HSYK Başkanvekili Kadir Özbek ile yüksek yargı organlarının açıklamalarının anımsatılması üzerine Can, yapılan açıklamaları şaşkınlıkla karşıladığını belirterek, “İtiraf etmek gerekirse bu açıklamaların bu kadar rahat şekilde, endişe duymaksızın nasıl yapıldığını biz anlayamadık, hayretler içinde kaldık. Konuştukları ifadeleri anlayıp anlamadıkları konusunda ciddi bir kuşku içerisindeyiz” dedi.

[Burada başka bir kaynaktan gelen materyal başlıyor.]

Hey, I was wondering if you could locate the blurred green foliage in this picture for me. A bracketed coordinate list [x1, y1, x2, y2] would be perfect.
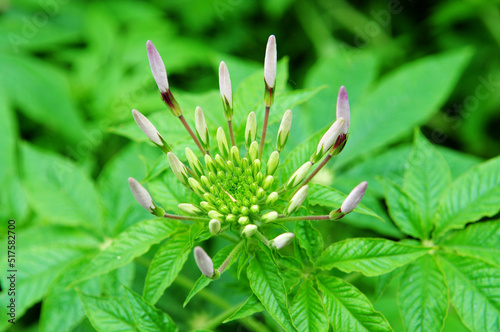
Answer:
[0, 0, 499, 331]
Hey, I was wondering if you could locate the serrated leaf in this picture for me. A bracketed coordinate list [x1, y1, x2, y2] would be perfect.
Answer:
[144, 230, 192, 304]
[317, 275, 392, 332]
[317, 238, 429, 276]
[290, 279, 328, 332]
[337, 48, 473, 168]
[77, 292, 138, 332]
[308, 184, 384, 221]
[74, 218, 187, 285]
[434, 155, 500, 238]
[398, 255, 448, 332]
[247, 247, 297, 332]
[295, 221, 324, 263]
[438, 253, 500, 332]
[440, 220, 500, 267]
[224, 294, 264, 323]
[403, 129, 451, 238]
[184, 244, 239, 306]
[124, 287, 177, 332]
[374, 265, 406, 302]
[381, 179, 426, 239]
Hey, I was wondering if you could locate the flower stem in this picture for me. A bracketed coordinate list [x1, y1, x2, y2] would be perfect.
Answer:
[259, 106, 270, 159]
[179, 115, 205, 154]
[218, 240, 244, 273]
[277, 215, 330, 222]
[163, 213, 210, 222]
[255, 231, 269, 246]
[228, 120, 236, 146]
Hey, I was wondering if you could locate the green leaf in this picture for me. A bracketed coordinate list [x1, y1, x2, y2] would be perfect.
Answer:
[398, 255, 448, 332]
[440, 220, 500, 268]
[247, 247, 297, 332]
[308, 184, 384, 221]
[337, 48, 473, 168]
[77, 292, 138, 332]
[224, 295, 265, 323]
[184, 244, 239, 306]
[290, 279, 328, 332]
[316, 275, 392, 332]
[143, 230, 192, 304]
[381, 179, 426, 239]
[374, 265, 406, 302]
[434, 155, 500, 238]
[74, 218, 187, 285]
[317, 238, 430, 276]
[20, 142, 103, 229]
[403, 129, 452, 237]
[294, 221, 324, 263]
[124, 287, 177, 332]
[438, 253, 500, 332]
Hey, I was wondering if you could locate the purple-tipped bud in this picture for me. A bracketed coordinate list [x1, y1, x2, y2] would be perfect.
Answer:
[132, 109, 163, 146]
[146, 40, 169, 93]
[341, 181, 368, 213]
[128, 177, 155, 212]
[272, 233, 294, 249]
[264, 35, 277, 89]
[219, 61, 233, 120]
[336, 86, 350, 135]
[194, 247, 215, 278]
[311, 118, 345, 163]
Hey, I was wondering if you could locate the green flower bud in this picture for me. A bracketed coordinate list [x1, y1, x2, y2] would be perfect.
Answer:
[230, 146, 241, 166]
[245, 111, 257, 149]
[185, 147, 204, 177]
[257, 187, 266, 199]
[188, 177, 204, 195]
[276, 110, 292, 151]
[217, 127, 230, 159]
[242, 224, 258, 237]
[226, 214, 236, 222]
[204, 154, 217, 173]
[215, 154, 226, 170]
[208, 210, 224, 220]
[167, 152, 189, 185]
[178, 203, 202, 215]
[267, 151, 280, 175]
[265, 191, 279, 205]
[195, 106, 210, 152]
[250, 205, 260, 214]
[200, 201, 215, 211]
[286, 161, 312, 189]
[261, 211, 278, 223]
[262, 175, 274, 190]
[252, 159, 261, 176]
[240, 157, 249, 170]
[248, 141, 259, 162]
[238, 216, 249, 225]
[200, 175, 210, 189]
[209, 219, 221, 235]
[240, 206, 249, 215]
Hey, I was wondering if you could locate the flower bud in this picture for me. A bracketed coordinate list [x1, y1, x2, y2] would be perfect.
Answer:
[265, 191, 279, 205]
[194, 246, 215, 278]
[264, 35, 277, 107]
[132, 109, 164, 147]
[248, 141, 259, 162]
[204, 154, 217, 173]
[167, 152, 189, 185]
[188, 177, 205, 196]
[286, 162, 312, 189]
[209, 219, 221, 235]
[230, 146, 241, 166]
[208, 210, 224, 220]
[286, 185, 309, 215]
[242, 224, 258, 237]
[276, 110, 292, 151]
[219, 61, 233, 121]
[185, 147, 204, 177]
[261, 211, 278, 223]
[262, 175, 274, 190]
[146, 40, 169, 93]
[245, 112, 257, 149]
[240, 157, 249, 170]
[214, 154, 226, 170]
[256, 187, 266, 199]
[128, 178, 160, 215]
[250, 205, 260, 214]
[341, 181, 368, 213]
[311, 118, 345, 164]
[252, 159, 262, 176]
[216, 127, 230, 159]
[271, 233, 294, 249]
[336, 86, 350, 135]
[178, 203, 202, 216]
[267, 151, 280, 175]
[200, 201, 215, 211]
[195, 106, 210, 151]
[238, 216, 249, 225]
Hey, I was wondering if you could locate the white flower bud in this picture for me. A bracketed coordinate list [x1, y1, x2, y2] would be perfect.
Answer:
[230, 146, 241, 166]
[167, 152, 189, 185]
[219, 61, 233, 120]
[185, 147, 204, 177]
[336, 86, 350, 135]
[286, 162, 312, 189]
[178, 203, 202, 216]
[216, 127, 230, 159]
[238, 216, 249, 225]
[311, 118, 345, 163]
[209, 219, 221, 235]
[128, 177, 155, 212]
[277, 109, 292, 151]
[264, 35, 277, 89]
[261, 211, 278, 223]
[132, 109, 163, 145]
[194, 246, 215, 278]
[287, 185, 309, 215]
[341, 181, 368, 213]
[188, 177, 204, 195]
[242, 224, 258, 238]
[272, 233, 294, 249]
[248, 141, 259, 162]
[208, 210, 224, 220]
[267, 151, 280, 175]
[262, 175, 274, 190]
[265, 192, 279, 205]
[245, 112, 257, 149]
[146, 40, 169, 93]
[195, 106, 210, 150]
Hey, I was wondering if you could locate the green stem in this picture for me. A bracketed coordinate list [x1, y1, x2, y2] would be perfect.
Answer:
[255, 231, 270, 246]
[218, 240, 244, 273]
[163, 213, 210, 222]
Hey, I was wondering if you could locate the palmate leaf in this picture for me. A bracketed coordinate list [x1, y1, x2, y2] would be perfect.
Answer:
[73, 218, 187, 285]
[398, 254, 448, 332]
[434, 155, 500, 238]
[316, 275, 392, 332]
[440, 220, 500, 267]
[143, 230, 192, 304]
[294, 221, 324, 263]
[438, 253, 500, 332]
[247, 247, 297, 332]
[124, 287, 177, 332]
[224, 294, 265, 323]
[403, 129, 451, 238]
[316, 238, 429, 276]
[290, 279, 328, 332]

“Demokratikleşmenin bir şeyin çatısını çökertiyorsa orada bir sorun vardır” diyen Can, “Demokratikleşme ve özgürleşme, sadece totaliter düşüncelerin, sadece otoriter yapılanmaların, anti-demokratik yapılanmaların çatısını çökertir, başka bir şeyin değil. Bunu HSYK Başkanvekilinin de diğer aktörlerin de Türk milletinin de çok iyi bilmesi gerekiyor” dedi. Osman Can, şu anda Türkiye’de “anti demokratik, darbenin ürettiği bir yapının savunmasının yapıldığını” ileri sürerek, şöyle konuştu:

"Buna hiç kimsenin hakkı yok. Erkler ayrılığı ilkesinin bu şekilde anlaşıldığına hayretler içerisinde bakıyoruz. Erkler ayrılığının bir zorunlu sonucu olan devlet iktidarını kullananların demokratik meşruiyete kavuşturulması erkler ayrılığı ilkesine aykırılık olarak anlaşılıyor. batıda hukuk devletinin temel taşları Türkiye'de hukuk devletini zedeleyici olarak algılanıyor.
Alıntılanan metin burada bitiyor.